Violinist Jascha Heifetz dies in Los Angeles at age 86.
1994: Yasser Arafat, Shimon Peres and Yitzhak Rabin receive the Nobel Peace Prize, pledging to pursue their mission of healing the anguished Middle East.
1996: South African President Nelson Mandela signs the country’s new constitution into law during a ceremony in Sharpeville.
2007: Suspended NFL star Michael Vick is sentenced by a federal judge in Richmond, Va., to 23 months in prison for bankrolling a dogfighting operation and killing dogs that underperformed (Vick served 19 months at Leavenworth).
Madison Square Garden and New York Knicks coach Isiah Thomas reach an $11.5 million settlement of a sexual harassment case brought by former team executive Anucha Browne Sanders.
Cristina Fernandez is sworn in as Argentina’s first elected female president.
Former Vice President Al Gore accepts the Nobel Peace Prize with a call for humanity to rise up against a looming climate crisis and stop waging war on the environment.
2012: President Barack Obama tells auto workers in Michigan that he will not compromise on his demand that tax rates go up for the top 2 percent of American earners to help reduce the deficit.
A judge announces that former International Monetary Fund leader Dominique Strauss-Kahn and a New York City hotel maid have signed a settlement of her sexual-assault lawsuit stemming from a May 2011 encounter.
Marijuana for recreational use becomes legal in Colorado.
VINDICATOR FILES
1992: Rudolph A. Schlais Jr., general manager of Packard Electric, says General Motors’ plan to invest in its automotive components divisions with the strongest worldwide growth potential reaffirms Packard’s commitment to the global marketplace.
Youngstown records its 50th homicide of the year when Jibril Allah, 18, is shot to death while using the telephone at a Kimmel Brook Homes apartment.

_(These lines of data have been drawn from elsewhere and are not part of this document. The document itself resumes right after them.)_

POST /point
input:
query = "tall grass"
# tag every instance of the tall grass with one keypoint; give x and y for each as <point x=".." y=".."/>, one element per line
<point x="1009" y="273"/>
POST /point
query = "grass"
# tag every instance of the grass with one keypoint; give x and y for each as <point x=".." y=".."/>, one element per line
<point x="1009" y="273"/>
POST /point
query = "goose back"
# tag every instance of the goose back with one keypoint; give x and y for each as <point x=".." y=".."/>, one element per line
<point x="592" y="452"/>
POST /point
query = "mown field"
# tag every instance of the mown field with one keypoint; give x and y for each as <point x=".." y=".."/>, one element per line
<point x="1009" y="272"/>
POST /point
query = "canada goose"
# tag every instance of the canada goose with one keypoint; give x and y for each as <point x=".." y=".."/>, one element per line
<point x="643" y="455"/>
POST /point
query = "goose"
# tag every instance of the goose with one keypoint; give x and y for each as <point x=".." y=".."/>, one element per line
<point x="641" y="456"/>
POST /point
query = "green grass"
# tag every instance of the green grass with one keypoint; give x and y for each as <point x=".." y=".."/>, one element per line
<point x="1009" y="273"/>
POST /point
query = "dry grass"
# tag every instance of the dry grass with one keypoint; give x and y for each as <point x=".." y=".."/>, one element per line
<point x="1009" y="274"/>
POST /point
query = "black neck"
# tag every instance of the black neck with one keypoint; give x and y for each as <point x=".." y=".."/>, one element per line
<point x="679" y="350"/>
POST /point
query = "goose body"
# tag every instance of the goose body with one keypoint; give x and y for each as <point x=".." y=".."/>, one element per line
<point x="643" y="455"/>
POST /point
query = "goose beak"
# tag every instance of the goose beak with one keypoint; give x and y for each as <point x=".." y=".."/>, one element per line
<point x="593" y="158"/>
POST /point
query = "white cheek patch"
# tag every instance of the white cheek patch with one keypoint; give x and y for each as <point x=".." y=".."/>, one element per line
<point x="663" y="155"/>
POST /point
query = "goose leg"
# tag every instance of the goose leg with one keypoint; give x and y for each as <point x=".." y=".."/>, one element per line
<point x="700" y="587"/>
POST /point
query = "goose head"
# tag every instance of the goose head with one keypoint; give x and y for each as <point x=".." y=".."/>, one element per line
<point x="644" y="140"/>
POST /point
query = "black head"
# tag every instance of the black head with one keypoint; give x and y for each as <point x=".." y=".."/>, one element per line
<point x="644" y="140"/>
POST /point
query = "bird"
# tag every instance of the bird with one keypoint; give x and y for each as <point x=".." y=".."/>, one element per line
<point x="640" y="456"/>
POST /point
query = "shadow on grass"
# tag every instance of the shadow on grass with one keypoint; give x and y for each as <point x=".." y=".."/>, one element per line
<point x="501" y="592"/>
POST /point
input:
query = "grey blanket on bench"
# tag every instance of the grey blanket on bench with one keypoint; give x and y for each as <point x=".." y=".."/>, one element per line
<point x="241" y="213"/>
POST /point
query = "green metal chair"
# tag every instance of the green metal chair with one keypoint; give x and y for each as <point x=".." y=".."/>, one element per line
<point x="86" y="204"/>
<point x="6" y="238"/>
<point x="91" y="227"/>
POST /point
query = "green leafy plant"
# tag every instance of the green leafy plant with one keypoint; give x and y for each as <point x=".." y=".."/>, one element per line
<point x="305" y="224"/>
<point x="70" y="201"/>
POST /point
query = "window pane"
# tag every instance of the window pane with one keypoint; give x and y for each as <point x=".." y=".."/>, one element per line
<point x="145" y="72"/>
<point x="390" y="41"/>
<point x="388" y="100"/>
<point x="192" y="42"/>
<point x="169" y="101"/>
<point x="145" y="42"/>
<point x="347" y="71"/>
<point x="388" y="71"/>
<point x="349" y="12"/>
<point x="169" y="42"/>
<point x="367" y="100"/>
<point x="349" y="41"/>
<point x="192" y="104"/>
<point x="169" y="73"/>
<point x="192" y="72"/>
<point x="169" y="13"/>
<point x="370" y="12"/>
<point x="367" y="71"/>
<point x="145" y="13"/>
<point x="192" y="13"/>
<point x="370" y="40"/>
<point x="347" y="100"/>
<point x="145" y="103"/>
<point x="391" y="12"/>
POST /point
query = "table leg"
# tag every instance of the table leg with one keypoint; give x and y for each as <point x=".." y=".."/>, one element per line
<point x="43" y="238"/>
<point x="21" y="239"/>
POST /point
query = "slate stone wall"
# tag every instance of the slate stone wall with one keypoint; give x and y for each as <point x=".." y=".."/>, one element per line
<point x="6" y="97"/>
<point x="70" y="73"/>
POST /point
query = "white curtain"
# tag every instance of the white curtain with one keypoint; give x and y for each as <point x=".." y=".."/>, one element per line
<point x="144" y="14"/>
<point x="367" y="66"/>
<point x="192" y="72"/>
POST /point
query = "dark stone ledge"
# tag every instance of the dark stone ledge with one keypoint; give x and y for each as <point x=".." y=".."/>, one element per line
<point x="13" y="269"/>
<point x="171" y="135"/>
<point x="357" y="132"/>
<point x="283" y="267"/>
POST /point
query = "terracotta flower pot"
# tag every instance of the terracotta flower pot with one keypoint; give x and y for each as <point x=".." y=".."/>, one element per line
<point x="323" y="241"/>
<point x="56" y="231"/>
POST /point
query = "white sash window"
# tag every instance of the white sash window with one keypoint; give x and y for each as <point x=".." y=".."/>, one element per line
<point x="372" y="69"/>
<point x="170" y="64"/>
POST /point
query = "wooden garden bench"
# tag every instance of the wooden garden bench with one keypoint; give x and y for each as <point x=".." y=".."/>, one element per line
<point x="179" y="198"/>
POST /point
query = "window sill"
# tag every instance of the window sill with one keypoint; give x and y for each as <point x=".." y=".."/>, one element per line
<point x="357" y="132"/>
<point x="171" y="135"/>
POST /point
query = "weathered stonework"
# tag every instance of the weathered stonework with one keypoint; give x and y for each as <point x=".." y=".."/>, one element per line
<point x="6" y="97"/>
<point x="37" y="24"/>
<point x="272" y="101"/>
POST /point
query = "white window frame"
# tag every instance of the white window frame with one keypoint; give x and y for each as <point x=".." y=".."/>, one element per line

The potential consolidation study for the Youngstown, Warren and Niles chambers of commerce is nearly complete and will be presented to the board of the three organizations by the end of the year.
1977: Sgt. Anthony Bond of the Youngstown Auto Theft Bureau, says the arrest of two East Side men has dismantled a ring that stole cars from the Eastwood and Southern Park malls.
The Rev. Inez Ellis is ordained to the ministry by the ecclesiastical committee of the Pentecostal House of Prayer.
Members of United Auto Workers Local 1112 at the Lordstown General Motors Assembly Plant vote overwhelmingly to retain Marlin “Whitey” Ford as president in a special election ordered by a Public Review Board.
1967: Paul Behun, a service station operator for 20 years, is named Campbell’s postmaster, succeeding Michael Reichert
James K. Pruett, 27, of Youngstown, whose six- month jail term for unarmed robbery was postponed so that he could be home for Christmas, is fatally shot at his father-in-law’s home on Old Furnace Road.
Hickory Township officials approve a change in zoning regulations to permit limited commercial development along the Shenango Valley freeway.
Trumbull County commissioners turn down a commercial offer in deference to history, rejecting a local developer’s purchase of the 135-year-old Kinsman House and adjoining property.
1942: Registration of 18-year-old boys for military service will begin in Youngstown and continue through Dec. 31. This is the sixth registration since the Selective Service System was established in 1940.
Boardman High School’s football team goes through its schedule of nine games without suffering a tie or defeat, allowing only Newton Falls to score one touchdown while scoring 349 points during the season.
William B. Gillies, vice president of Youngstown Sheet & Tube Co., is elected president of the Chamber of Commerce.